Kunst voor Das Reich: Op zoek naar Nazi roofkunst uit België

Geert Sels

Lannoo, 2022

40,00

During the Second World War, an immense art theft took place. The Nazis dragged art from the occupied territories to Germany to set up ambitious collections. This story is being told for Belgium for the first time. How could paintings by Memling, Van der Weyden, Brueghel, Jordaens and Cranach just leave the country? The Nazis emptied homes, looted art, forced owners to sell and spent millions of Reichsmarks on the art market.

After 8 years of research, Geert Sels puts together the puzzle pieces that he found in archives in Paris, The Hague, Koblenz and the largest Belgian cities. With extensive detective work, he maps out the routes along which the art was removed. He notes that collectors, dealers and auction houses went along with the art acquisition of the Nazis without much restraint.
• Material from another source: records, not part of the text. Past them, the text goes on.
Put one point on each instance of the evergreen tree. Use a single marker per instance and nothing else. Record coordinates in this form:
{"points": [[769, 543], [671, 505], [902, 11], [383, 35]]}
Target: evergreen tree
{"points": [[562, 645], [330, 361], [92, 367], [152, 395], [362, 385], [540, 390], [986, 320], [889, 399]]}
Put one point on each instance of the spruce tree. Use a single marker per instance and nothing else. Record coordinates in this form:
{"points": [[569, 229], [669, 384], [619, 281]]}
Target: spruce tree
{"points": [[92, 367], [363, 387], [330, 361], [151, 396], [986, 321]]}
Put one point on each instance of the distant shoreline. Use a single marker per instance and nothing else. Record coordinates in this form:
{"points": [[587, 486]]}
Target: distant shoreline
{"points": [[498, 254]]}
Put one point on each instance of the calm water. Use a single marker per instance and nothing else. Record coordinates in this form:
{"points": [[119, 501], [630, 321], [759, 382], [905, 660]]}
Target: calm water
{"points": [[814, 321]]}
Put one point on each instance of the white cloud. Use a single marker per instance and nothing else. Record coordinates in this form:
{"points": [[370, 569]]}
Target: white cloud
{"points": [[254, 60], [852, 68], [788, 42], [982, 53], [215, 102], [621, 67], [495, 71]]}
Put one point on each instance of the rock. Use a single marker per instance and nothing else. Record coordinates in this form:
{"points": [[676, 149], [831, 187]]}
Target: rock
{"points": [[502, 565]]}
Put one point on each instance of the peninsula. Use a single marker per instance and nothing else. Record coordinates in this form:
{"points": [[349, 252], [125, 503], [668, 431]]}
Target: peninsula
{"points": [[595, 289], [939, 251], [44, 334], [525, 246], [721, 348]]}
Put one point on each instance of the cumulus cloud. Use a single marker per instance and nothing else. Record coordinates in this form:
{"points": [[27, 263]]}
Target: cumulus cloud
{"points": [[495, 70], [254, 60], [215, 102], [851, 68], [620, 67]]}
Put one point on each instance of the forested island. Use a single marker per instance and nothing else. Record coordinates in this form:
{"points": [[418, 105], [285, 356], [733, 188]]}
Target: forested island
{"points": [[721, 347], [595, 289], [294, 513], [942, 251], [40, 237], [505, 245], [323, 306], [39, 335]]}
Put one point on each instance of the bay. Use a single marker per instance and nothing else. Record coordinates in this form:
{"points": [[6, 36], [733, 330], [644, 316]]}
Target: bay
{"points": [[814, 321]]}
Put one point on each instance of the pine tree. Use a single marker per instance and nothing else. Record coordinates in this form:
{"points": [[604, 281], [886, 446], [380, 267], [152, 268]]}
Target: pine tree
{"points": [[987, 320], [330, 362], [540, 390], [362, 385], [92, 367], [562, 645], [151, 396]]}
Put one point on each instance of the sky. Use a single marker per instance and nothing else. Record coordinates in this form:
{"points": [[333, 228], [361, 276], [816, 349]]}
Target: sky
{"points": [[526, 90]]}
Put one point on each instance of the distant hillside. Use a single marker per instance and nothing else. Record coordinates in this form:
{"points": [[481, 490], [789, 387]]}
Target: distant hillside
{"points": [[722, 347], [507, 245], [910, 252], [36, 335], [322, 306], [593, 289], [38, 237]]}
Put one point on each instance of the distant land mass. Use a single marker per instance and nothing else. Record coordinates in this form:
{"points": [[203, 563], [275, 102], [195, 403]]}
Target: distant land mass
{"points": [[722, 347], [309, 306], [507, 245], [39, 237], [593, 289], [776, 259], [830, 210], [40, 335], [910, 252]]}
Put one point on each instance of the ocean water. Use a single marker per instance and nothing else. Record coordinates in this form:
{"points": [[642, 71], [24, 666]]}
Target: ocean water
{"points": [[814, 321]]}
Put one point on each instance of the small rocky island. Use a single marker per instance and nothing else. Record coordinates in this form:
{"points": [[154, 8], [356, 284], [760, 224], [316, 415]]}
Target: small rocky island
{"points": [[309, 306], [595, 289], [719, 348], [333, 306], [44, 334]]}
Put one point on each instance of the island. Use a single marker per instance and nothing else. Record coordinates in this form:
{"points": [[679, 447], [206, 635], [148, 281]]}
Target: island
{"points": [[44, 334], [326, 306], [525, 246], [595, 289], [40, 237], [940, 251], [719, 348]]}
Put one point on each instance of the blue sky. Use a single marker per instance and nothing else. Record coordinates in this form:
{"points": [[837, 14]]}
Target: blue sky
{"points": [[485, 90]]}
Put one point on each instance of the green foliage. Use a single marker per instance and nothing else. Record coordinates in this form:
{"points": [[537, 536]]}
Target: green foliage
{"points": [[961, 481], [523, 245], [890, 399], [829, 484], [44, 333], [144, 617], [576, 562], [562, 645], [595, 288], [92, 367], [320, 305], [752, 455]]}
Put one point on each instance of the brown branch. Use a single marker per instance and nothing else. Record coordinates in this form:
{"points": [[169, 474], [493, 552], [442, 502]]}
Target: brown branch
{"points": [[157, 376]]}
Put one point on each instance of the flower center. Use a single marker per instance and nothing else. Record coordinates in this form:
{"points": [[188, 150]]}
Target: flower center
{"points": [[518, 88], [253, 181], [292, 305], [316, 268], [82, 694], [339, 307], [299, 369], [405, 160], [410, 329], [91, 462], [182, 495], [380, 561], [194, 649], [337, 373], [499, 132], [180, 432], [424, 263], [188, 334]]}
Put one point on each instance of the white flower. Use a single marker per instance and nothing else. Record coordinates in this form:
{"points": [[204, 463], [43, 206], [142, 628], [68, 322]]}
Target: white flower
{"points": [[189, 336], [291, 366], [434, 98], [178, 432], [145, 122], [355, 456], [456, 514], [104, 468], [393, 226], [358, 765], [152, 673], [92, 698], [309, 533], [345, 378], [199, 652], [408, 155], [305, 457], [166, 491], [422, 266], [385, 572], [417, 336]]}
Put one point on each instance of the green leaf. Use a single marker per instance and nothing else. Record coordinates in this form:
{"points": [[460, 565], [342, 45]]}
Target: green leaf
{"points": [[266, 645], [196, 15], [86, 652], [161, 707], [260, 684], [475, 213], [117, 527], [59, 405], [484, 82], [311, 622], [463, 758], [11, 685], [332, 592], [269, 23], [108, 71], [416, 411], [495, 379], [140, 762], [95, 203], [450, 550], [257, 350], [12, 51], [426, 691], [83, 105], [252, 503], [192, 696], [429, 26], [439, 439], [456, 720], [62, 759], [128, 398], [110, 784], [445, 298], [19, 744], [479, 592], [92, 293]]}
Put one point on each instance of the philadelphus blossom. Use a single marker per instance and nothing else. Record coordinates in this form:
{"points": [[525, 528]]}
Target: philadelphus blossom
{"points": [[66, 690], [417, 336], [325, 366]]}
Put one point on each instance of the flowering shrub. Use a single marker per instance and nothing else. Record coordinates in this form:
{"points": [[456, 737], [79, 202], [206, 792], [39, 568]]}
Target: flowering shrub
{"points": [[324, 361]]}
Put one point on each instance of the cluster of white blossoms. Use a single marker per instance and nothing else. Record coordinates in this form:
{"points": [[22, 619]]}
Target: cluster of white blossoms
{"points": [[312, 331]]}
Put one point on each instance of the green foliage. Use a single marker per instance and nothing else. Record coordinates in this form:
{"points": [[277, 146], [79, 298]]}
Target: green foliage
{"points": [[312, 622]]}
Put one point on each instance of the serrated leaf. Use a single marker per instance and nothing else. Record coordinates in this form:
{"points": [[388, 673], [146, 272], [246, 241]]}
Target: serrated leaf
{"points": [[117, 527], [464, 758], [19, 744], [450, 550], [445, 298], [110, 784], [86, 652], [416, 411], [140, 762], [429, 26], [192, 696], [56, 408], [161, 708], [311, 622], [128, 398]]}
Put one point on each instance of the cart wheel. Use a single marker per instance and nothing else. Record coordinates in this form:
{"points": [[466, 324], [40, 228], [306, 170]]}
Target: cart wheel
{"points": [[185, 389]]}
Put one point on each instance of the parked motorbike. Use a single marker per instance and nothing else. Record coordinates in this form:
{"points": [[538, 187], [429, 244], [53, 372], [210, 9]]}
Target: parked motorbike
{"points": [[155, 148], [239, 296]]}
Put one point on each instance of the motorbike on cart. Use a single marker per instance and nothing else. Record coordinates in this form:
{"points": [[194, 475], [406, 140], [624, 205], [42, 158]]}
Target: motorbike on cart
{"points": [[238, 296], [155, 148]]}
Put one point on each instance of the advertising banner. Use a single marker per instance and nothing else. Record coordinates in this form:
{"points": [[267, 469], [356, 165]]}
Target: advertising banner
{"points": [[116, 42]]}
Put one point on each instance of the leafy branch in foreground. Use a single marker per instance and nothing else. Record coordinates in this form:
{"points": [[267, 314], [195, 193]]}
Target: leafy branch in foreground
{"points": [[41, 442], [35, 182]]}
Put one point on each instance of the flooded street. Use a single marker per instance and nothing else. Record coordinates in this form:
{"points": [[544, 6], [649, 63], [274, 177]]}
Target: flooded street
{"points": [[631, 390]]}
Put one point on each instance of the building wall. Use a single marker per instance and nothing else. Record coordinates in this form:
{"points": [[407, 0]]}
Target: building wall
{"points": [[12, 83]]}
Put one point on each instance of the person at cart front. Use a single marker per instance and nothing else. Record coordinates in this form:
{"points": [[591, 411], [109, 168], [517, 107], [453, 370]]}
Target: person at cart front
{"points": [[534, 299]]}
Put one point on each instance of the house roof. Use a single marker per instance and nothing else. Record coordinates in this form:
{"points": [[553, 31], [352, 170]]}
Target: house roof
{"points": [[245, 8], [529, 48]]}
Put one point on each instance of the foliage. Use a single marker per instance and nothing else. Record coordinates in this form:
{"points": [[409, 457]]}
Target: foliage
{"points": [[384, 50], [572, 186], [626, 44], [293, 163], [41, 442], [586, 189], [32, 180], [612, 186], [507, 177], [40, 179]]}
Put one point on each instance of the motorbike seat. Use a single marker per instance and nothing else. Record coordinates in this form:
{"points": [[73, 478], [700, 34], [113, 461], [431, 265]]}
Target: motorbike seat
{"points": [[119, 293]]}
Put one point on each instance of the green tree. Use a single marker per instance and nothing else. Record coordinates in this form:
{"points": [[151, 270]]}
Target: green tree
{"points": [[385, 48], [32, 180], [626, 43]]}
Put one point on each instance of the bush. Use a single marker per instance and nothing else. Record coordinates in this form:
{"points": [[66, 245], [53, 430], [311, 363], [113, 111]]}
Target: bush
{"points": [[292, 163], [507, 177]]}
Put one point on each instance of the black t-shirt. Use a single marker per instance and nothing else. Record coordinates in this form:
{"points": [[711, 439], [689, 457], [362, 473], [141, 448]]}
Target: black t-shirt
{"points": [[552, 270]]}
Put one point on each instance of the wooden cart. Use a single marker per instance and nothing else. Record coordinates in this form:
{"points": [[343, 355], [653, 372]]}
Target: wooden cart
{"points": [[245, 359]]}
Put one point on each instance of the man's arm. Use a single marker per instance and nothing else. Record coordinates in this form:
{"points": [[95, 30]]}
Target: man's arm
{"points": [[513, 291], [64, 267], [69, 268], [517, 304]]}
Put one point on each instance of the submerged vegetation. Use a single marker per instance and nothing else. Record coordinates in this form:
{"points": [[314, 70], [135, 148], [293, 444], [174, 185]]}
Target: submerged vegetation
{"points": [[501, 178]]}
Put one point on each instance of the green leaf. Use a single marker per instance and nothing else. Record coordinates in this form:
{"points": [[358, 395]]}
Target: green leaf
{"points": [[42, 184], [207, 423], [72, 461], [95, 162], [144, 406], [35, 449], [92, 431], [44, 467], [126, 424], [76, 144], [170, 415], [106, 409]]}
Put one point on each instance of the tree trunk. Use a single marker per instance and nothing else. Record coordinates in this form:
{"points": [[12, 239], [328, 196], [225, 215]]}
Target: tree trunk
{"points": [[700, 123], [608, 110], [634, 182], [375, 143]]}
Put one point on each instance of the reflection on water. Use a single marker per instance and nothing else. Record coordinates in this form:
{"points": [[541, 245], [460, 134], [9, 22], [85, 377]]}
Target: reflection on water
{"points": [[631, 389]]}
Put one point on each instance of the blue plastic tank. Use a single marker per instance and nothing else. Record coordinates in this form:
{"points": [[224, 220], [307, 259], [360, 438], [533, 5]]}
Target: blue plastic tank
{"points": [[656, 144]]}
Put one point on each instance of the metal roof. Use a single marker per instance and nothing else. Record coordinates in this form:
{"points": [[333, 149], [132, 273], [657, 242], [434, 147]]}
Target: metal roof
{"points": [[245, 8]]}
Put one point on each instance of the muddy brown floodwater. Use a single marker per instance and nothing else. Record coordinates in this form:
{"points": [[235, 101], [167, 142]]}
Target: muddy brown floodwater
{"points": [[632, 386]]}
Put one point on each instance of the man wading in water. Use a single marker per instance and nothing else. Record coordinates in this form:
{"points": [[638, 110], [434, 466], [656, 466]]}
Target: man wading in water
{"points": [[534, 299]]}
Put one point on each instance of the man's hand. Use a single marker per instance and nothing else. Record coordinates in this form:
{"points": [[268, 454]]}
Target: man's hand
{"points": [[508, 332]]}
After the war, paintings from Belgium found their way to the Louvre, Tate Britain, the Getty Museum or the Yale Art Gallery. The Netherlands, France, Germany and even Russia still appear to have art that should have returned to Belgium. That makes the Belgian story an international one. Other works did return and now hang in Belgian museums, but without the rightful owners being traced.

Why didn’t that happen? Unlike other countries, Belgium has remained painfully passive when it comes to Nazi looted art. Art for das Reich conveys an inconvenient truth and is a stress test for government policy. Forgotten files are exposed and the dark side of paintings in our museums is exposed. IN DUTCH!